The RefinedWeb Dataset for Falcon LLM: Outperforming Curated Corpora with Web Data, and Web Data Only

Authors: The Falcon LLM Team (see paper for full list of authors)

Word Count: Approximately 9,000 words

Estimated Read Time: Around 30-45 minutes

Source Code: The codebase used to develop the Falcon-LLM models and the RefinedWeb dataset is not publicly available.

Relevant Links:

• RefinedWeb dataset (600 billion token extract): https://huggingface.co/datasets/tiiuae/falcon-refinedweb • Falcon-LLM website: falconllm.tii.ae

Summary:

The paper proposes RefinedWeb, a large-scale dataset derived from CommonCrawl web data. Through extensive filtering and deduplication of the web data, the authors argue that RefinedWeb can be used to train language models that match or outperform models trained on curated corpora. They publicly release a 600 billion token extract of RefinedWeb, as well as language models trained on the dataset.

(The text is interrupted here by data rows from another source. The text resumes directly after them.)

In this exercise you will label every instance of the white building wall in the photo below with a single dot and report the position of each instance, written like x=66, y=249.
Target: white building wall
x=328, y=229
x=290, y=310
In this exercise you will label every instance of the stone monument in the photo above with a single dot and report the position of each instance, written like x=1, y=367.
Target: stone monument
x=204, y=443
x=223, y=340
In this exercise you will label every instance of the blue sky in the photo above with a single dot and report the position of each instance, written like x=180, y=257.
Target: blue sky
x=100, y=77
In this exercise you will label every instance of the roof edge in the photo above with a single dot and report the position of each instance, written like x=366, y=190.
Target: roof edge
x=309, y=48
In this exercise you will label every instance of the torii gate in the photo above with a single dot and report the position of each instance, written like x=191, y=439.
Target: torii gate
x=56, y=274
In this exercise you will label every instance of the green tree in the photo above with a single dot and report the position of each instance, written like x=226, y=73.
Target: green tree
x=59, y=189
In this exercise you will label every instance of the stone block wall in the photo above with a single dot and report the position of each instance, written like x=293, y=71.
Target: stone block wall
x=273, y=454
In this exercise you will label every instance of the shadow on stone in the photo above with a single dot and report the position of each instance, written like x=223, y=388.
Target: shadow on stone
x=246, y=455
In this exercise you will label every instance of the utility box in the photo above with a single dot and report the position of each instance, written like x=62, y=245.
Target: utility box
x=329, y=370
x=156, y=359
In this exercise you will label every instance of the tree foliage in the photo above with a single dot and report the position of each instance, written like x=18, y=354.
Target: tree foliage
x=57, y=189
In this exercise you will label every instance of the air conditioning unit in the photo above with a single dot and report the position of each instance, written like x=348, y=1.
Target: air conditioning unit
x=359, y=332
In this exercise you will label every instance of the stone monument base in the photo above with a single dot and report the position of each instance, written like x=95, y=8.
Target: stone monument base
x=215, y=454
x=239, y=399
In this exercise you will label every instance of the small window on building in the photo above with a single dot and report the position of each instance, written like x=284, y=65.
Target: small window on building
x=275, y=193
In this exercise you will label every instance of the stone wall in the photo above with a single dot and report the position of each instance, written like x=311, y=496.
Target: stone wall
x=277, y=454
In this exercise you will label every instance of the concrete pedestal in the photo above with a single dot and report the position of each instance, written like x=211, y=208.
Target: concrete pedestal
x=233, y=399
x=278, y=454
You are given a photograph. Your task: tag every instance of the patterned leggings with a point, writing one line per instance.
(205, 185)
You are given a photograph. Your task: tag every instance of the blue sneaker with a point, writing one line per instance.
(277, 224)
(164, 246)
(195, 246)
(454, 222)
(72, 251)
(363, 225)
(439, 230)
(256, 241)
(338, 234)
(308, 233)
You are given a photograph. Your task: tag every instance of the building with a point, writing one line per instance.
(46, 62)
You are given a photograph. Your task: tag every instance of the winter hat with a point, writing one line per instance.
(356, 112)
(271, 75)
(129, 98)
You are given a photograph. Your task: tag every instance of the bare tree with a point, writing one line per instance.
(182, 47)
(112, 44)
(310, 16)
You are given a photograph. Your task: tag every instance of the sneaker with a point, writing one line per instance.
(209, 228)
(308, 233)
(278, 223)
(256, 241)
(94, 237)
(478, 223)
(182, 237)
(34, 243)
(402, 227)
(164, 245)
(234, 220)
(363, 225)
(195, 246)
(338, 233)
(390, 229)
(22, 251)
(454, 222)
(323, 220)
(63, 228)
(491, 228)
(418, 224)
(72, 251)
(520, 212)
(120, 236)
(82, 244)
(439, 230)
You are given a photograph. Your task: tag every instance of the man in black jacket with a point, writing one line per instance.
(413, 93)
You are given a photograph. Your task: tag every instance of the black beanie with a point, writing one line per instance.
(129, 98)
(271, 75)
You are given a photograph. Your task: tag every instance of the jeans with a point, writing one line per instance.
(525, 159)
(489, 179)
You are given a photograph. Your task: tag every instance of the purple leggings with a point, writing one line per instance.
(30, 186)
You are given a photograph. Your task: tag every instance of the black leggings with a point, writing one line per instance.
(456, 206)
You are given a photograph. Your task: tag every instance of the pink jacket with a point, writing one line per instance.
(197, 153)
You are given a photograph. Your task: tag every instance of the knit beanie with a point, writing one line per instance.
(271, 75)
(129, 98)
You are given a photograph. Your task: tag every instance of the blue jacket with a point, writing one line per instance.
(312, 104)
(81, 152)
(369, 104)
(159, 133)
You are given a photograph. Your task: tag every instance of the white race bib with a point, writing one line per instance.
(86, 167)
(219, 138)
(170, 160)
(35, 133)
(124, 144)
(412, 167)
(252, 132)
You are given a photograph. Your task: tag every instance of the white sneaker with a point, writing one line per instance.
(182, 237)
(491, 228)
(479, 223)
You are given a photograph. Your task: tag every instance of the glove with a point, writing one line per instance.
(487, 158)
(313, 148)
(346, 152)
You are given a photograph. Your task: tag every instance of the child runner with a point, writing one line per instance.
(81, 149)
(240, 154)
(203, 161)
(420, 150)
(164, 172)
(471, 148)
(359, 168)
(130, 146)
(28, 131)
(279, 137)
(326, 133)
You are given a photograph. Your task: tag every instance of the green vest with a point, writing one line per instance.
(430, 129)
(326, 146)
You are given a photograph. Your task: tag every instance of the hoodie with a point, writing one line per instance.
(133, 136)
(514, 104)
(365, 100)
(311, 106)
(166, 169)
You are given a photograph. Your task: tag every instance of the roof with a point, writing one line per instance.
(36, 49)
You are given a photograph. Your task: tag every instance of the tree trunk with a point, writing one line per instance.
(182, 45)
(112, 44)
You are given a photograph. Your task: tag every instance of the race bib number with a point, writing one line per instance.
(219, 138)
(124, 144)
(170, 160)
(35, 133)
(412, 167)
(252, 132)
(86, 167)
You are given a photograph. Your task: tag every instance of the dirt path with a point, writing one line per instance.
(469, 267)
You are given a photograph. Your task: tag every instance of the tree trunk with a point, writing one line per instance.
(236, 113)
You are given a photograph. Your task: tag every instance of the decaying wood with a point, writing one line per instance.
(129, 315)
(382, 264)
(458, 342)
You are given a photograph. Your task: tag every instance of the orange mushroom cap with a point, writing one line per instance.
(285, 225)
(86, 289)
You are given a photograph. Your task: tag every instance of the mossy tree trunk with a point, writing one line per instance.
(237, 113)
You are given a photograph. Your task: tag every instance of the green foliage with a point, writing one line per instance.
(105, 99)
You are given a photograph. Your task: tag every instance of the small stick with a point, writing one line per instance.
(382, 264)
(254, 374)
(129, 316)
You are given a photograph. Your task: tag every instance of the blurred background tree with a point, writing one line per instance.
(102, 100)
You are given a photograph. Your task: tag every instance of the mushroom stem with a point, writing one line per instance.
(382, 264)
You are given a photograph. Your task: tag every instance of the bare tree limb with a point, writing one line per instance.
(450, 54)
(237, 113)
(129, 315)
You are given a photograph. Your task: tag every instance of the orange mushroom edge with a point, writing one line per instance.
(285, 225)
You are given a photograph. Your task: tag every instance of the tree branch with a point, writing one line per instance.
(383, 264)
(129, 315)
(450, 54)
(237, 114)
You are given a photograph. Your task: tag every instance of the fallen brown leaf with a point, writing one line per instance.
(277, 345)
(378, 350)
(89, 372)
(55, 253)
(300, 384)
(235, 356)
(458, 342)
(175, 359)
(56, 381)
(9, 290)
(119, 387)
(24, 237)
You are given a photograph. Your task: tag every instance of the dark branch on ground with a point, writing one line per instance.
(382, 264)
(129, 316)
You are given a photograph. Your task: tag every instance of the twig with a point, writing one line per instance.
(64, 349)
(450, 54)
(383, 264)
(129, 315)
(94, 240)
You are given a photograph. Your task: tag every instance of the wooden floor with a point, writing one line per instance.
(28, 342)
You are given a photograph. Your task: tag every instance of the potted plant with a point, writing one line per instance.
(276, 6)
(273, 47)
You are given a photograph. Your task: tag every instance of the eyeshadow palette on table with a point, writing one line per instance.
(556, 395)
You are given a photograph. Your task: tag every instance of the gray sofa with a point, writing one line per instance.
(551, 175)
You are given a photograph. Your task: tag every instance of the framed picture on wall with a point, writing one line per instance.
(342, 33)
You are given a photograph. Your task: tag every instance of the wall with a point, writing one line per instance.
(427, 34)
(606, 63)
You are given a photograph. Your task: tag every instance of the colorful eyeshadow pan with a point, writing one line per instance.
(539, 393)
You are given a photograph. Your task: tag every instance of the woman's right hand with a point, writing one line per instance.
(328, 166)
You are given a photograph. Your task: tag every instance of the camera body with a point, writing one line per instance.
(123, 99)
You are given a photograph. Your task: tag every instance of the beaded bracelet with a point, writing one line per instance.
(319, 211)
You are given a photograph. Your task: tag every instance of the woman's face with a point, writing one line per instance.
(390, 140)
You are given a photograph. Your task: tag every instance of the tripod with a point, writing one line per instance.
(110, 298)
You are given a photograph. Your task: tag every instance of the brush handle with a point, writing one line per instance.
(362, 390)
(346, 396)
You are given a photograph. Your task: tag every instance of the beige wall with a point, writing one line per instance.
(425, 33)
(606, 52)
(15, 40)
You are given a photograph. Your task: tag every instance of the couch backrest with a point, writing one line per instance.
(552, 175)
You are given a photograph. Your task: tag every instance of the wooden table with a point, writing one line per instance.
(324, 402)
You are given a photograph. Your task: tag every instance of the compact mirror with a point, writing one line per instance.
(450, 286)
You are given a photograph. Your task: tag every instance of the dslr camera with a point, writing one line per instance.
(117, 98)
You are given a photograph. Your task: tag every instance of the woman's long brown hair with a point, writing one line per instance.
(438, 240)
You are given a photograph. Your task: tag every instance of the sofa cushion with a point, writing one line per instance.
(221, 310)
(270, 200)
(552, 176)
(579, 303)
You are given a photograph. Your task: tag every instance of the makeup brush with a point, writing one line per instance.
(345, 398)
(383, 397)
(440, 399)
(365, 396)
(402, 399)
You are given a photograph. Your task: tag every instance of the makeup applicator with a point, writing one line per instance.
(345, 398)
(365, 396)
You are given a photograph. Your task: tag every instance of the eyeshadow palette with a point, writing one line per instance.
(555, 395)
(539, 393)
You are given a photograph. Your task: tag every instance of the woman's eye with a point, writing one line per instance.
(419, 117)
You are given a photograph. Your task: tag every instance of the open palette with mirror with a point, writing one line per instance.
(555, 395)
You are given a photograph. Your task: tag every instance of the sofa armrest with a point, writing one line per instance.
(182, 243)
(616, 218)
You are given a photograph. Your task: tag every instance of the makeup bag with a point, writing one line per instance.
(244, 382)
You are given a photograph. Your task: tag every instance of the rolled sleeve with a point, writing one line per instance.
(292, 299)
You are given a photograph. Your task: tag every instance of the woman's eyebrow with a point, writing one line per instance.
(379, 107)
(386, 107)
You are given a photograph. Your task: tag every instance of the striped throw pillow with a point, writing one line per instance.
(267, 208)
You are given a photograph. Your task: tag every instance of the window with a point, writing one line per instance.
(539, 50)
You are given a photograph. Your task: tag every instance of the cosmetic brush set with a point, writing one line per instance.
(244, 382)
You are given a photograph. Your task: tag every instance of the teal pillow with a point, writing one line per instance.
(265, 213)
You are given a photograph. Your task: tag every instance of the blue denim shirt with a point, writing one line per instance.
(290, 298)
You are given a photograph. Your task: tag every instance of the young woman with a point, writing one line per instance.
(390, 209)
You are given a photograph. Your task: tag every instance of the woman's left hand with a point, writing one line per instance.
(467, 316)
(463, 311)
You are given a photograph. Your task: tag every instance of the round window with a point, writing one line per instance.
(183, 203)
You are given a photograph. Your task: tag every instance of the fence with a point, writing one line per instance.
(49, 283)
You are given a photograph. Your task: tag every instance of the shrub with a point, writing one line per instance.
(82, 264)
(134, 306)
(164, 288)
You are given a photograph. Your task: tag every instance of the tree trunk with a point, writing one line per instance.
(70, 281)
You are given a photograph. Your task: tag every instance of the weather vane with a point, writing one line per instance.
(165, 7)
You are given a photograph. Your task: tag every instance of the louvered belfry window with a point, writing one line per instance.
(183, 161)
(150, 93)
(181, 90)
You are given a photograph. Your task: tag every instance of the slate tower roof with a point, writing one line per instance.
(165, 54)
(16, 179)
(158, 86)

The authors find that properly filtered and deduplicated web data alone can lead to language models with powerful zero-shot capabilities, even outperforming publicly available models trained on curated data like The Pile. They achieve this by rigorously removing duplicate and low-quality web content from CommonCrawl.

The RefinedWeb dataset and the Falcon-LLM models trained on it could be useful resources for developing large language models or GAN-based systems. The dataset size of 5 trillion tokens would allow for scaling these systems to a large size. However, the lack of publicly available code makes reproducing and building upon the presented results more difficult.